1. Two or more years of recent experience managing large scale file systems, preferably parallel systems such as GPFS, Lustre, etc. 2. Experience installing and troubleshooting enterprise data storage hardware platforms. 3. Demonstrated experience using scripting/programming (Bash, Python, etc.) in support of systems operations. 4. Demonstrated commitment to providing excellent technical support to a diverse user base. 5. Good organizational skills and attention to detail along with good written and oral communications. 6. The ability to work with minimal supervision. 7. The ability to work effectively with staff and users at all levels, vendors and other technical staff as a member of a team. 8. Demonstrated ability to meet deadlines and work under pressure. 9. Demonstrated ability to lead projects. Preferred Qualifications 1. Experience working in an HPC operations team. 2. Experience in the hands-on management and troubleshooting of Linux operating systems (Red Hat, etc.) and applications. 3. Experience in systems automation (DevOps) using tools such as Ansible, Puppet, Chef, etc. 4. Maintenance and troubleshooting of an Infiniband fabric. 5. Certifications relevant to this position.

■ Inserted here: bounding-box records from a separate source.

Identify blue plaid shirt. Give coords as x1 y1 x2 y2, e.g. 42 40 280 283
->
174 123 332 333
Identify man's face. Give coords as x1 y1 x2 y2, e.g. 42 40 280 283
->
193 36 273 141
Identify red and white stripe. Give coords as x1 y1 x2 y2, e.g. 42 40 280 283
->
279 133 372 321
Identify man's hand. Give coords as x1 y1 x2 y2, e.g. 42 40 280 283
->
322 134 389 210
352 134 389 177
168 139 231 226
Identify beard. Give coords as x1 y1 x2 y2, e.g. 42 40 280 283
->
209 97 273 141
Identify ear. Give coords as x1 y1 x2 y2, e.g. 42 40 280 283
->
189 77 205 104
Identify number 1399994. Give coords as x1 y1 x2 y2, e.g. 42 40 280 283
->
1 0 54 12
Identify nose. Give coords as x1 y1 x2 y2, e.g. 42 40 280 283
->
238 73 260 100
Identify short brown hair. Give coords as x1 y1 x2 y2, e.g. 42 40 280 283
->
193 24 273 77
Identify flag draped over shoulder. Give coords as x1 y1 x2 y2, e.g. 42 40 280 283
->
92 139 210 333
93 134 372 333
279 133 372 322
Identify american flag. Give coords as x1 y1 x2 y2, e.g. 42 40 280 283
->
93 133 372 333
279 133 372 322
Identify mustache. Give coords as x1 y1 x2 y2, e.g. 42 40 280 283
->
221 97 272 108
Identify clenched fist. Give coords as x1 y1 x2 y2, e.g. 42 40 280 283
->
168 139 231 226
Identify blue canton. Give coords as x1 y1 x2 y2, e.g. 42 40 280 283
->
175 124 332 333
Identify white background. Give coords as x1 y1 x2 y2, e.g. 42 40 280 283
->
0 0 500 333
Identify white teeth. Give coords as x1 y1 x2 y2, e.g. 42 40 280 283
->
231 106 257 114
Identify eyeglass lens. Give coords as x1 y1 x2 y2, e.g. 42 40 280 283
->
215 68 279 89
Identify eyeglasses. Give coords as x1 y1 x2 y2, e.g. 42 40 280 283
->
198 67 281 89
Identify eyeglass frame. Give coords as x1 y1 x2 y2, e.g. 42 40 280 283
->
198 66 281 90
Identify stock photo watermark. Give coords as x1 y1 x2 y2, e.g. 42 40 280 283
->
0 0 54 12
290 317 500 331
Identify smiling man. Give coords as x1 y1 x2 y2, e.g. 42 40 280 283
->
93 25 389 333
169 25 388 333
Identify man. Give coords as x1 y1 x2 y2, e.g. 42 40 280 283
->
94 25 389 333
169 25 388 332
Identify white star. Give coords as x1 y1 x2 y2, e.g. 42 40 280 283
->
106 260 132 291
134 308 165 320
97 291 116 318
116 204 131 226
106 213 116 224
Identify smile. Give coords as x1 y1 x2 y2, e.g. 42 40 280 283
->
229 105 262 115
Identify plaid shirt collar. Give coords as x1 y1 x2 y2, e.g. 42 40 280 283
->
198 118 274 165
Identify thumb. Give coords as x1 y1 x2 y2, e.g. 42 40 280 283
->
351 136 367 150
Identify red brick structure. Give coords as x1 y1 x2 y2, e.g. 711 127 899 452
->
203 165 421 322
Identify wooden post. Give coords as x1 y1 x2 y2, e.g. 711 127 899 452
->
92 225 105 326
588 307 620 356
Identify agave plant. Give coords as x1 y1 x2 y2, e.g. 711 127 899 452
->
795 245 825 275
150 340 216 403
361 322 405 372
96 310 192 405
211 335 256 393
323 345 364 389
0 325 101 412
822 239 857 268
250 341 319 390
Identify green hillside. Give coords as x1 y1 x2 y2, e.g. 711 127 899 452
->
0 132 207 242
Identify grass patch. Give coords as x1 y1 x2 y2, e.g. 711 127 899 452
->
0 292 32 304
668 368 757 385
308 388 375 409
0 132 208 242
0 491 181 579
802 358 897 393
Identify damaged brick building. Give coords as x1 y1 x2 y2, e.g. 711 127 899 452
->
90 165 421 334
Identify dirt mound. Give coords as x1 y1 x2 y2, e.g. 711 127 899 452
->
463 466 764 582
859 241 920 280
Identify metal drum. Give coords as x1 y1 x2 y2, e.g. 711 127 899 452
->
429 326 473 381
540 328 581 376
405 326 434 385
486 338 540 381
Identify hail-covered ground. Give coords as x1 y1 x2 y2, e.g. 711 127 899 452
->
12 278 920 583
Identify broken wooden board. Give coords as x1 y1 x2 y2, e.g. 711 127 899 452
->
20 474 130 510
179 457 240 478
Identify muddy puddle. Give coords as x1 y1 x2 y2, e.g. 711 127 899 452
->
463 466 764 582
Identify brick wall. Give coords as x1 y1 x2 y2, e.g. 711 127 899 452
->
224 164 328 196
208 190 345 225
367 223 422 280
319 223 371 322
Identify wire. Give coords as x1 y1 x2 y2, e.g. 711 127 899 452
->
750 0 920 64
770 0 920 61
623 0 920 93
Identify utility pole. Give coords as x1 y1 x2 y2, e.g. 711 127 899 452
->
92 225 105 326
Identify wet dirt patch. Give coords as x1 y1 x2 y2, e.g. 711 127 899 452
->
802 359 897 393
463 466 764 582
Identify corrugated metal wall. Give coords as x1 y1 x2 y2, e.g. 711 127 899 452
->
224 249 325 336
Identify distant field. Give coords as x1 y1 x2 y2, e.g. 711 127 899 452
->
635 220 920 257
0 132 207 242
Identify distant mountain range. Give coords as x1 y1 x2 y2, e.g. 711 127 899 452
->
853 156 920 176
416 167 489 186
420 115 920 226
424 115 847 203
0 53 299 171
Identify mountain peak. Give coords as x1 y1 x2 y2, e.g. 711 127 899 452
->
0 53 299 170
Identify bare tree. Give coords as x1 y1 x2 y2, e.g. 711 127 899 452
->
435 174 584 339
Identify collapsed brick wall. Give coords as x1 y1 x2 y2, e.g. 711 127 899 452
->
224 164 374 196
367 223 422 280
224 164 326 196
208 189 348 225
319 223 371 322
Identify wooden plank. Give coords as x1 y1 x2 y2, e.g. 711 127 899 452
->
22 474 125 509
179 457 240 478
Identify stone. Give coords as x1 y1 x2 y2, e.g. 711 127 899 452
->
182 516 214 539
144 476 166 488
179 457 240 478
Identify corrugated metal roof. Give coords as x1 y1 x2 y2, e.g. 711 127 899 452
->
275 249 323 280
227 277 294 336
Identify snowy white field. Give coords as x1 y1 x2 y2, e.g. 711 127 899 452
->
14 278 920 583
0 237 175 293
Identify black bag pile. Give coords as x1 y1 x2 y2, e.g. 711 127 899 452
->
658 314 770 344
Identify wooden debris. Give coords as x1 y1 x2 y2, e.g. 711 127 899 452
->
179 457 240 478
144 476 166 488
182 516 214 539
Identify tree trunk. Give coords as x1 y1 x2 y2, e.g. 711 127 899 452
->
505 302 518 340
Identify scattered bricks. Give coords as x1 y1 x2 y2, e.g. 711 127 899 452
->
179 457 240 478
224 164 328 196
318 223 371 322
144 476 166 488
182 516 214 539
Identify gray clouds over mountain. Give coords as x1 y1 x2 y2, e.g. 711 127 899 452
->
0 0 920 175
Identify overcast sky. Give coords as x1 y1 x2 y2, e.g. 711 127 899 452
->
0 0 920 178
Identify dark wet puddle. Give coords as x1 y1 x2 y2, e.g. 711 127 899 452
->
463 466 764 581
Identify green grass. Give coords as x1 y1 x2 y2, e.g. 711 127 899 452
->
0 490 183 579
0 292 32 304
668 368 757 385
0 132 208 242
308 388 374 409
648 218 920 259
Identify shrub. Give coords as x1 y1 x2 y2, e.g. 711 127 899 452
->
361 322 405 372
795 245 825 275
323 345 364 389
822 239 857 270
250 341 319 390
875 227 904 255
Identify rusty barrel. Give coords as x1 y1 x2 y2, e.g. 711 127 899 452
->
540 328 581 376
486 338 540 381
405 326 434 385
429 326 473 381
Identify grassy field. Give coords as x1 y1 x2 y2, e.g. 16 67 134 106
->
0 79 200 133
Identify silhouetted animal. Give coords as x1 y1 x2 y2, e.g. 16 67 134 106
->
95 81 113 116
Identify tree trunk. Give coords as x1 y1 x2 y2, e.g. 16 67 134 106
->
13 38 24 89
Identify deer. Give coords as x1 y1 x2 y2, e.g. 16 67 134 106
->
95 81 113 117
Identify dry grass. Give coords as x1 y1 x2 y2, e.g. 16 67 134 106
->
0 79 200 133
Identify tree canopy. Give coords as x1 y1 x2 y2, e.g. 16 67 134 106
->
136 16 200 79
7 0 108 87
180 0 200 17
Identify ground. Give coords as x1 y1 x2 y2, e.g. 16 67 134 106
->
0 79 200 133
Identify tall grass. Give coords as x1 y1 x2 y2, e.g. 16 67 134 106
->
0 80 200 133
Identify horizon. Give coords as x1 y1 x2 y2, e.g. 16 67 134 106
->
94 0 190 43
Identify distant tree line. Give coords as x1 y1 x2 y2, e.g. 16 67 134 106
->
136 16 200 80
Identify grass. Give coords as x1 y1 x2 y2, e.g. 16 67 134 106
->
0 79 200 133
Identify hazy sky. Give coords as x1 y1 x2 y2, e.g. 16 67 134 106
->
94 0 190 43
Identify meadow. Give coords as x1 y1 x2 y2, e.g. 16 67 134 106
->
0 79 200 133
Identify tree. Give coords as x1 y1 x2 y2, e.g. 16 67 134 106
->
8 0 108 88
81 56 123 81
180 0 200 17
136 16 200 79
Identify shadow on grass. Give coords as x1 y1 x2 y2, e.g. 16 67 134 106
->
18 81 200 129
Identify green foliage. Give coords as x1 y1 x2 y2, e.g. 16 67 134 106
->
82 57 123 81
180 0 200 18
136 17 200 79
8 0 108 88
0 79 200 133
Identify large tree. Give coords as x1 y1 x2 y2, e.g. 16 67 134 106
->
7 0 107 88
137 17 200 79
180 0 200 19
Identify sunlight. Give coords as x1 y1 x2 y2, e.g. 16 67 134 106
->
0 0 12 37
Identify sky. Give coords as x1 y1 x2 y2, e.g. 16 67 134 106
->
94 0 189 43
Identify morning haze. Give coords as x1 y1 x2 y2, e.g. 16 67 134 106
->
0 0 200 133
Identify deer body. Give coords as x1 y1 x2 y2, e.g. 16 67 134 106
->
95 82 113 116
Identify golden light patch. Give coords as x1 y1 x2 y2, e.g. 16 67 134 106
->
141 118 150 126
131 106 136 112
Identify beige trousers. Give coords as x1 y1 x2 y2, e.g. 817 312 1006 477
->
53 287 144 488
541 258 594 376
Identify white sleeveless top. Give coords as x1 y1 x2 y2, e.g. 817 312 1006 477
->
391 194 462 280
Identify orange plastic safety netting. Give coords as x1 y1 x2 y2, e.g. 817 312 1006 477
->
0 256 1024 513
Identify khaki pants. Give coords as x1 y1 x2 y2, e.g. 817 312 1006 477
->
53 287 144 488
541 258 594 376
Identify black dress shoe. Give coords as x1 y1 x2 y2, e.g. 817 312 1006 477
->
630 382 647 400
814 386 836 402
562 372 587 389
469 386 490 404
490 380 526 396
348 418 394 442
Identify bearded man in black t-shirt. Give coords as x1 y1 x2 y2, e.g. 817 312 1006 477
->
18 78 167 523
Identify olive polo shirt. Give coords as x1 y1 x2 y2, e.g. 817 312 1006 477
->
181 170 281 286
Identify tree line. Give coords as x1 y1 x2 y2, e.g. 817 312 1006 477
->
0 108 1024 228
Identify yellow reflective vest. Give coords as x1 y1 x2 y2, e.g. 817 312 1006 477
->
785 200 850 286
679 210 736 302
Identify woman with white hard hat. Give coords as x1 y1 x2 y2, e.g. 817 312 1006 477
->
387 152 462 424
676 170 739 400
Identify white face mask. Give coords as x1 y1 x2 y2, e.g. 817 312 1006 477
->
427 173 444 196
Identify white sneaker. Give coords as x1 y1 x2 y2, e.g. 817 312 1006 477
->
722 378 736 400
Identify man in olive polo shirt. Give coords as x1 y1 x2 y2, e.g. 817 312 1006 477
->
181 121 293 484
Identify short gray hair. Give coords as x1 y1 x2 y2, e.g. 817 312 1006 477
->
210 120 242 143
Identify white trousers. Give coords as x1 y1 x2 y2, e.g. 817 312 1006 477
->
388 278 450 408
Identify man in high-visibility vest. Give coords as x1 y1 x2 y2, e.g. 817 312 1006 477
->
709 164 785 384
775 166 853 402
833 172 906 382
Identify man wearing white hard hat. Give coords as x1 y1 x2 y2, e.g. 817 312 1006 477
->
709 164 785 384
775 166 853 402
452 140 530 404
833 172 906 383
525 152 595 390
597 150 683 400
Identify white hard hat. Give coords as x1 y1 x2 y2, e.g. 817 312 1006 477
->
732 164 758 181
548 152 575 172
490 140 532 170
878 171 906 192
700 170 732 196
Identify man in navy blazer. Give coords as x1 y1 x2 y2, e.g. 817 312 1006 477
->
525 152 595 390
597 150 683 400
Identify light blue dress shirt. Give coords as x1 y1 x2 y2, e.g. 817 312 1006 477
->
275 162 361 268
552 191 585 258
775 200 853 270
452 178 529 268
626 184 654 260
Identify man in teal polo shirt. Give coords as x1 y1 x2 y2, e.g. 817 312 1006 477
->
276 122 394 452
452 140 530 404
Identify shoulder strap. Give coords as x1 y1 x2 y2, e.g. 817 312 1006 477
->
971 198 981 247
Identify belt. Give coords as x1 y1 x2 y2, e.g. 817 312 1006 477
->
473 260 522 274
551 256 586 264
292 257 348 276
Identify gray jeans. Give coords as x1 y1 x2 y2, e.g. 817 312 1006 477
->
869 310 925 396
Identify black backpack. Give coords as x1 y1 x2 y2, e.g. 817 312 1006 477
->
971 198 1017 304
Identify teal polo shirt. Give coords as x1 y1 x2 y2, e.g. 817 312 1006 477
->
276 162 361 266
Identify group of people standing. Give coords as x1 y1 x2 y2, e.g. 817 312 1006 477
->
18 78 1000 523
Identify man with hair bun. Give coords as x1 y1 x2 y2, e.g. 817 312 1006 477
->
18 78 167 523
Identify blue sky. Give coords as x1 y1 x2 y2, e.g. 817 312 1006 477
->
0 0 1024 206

1. Bachelor’s degree in Computer Science, Computer Engineering, or closely related field; or equivalent combination of training and experience and 2 or more years’ experience in storage administration in a large scale computing environment.
The University of Connecticut has been named the top public university in New England for over a decade and is ranked among the top public universities in the nation. The University of Connecticut is also a Carnegie Foundation Research University, a prestigious honor shared by only the nation's top higher education institutions.